In vitro and in vivo effects of ipriflavone on bone formation and bone biomechanics

Abstract

Ipriflavone (i.p.) positively affects bone density in postmenopausal osteoporosis, primarily by inhibiting bone resorption. Using in vitro models of human osteoblast differentiation, we have observed that i.p. and some of its metabolites stimulate the expression of bone sialoprotein, decorin, and type I collagen, and facilitate the deposition of mineralized matrix. This suggests that i.p. may stimulate bone formation in addition to its antiresorptive activity. To assess whether these effects translate into an improved bone "quality" in vivo, we measured biomechanical properties, mineral composition, and crystallinity of femurs of 12-week-old, male, Sprague-Dawley rats treated with i.p. for 1 month. i.p. significantly decreased vibration damping, an index of strain energy loss. Because vibration damping increases as bone porosity increases, the results indicate that i.p.-treated bones acquired a higher capacity to withstand dynamic stress.
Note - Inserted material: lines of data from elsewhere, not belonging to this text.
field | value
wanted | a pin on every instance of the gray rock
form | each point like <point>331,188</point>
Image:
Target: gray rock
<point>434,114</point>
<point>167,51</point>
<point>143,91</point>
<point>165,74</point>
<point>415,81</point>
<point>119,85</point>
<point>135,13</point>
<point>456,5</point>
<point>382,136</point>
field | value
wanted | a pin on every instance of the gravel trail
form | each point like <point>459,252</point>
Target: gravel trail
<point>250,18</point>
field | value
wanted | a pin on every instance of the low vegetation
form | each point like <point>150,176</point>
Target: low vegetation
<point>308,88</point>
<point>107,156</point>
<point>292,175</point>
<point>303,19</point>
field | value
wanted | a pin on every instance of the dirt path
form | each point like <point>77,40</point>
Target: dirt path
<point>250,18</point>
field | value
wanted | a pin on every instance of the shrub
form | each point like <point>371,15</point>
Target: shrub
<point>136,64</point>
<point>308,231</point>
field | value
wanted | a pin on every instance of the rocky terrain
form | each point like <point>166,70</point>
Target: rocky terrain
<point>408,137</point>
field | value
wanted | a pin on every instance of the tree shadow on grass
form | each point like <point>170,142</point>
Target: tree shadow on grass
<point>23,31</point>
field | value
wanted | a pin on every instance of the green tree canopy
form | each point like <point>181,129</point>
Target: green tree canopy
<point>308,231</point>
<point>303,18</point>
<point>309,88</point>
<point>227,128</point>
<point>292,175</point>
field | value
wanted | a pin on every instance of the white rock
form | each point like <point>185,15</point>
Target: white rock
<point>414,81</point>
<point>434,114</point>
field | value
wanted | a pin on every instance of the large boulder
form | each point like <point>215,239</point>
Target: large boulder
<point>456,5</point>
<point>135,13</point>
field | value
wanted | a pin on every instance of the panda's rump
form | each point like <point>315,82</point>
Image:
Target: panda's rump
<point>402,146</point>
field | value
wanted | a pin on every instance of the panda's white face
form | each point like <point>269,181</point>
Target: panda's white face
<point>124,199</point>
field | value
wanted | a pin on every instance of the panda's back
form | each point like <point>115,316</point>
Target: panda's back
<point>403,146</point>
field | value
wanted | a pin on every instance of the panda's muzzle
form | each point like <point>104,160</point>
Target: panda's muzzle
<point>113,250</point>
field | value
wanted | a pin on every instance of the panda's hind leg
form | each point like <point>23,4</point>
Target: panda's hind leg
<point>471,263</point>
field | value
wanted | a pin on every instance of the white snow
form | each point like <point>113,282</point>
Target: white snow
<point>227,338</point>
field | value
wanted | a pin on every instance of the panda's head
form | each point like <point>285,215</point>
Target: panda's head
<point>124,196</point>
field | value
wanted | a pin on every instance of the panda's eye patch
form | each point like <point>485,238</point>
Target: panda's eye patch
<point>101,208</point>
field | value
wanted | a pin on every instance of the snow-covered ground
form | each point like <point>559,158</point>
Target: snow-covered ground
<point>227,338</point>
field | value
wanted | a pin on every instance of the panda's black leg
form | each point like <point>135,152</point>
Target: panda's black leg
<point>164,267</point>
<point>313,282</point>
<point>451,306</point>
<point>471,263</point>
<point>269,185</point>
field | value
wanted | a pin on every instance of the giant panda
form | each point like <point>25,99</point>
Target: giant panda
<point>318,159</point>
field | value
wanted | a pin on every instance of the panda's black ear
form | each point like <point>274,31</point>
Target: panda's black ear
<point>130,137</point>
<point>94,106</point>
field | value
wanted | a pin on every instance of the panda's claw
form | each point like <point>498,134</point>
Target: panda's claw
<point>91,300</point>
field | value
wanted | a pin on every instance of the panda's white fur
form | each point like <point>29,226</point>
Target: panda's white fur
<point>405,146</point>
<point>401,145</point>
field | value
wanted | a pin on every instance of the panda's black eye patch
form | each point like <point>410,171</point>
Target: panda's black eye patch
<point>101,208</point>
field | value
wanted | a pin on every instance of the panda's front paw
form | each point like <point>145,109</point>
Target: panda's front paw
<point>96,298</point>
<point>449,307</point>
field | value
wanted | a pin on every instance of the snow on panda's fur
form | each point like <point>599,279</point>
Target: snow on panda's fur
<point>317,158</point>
In fact, 1.5-fold higher energy was required to fracture femurs of i.p.-treated rats after a single supramaximal impact. i.p. also increased BMD, assessed by both volume displacement and ash analysis, whereas the relative contents of Ca, P, and Mg in the ashes were not affected. Thus, no gross abnormalities in mineral composition of bone occurred after i.p. administration. As a measure of bone crystallinity, X-ray diffraction analysis was performed. The broadening parameter beta 1/2 for the (310) and (002) reflections was not significantly different between i.p.-treated and control animals. Similarly, there were no differences in serum levels of Ca, Mg, alkaline phosphatase, and type I collagen telopeptides between treated and control animals at the end of the study. Therefore, 1-month treatment with i.p. increased bone density and improved the biomechanical properties of adult male rat bones without altering mineral composition or bone crystallinity.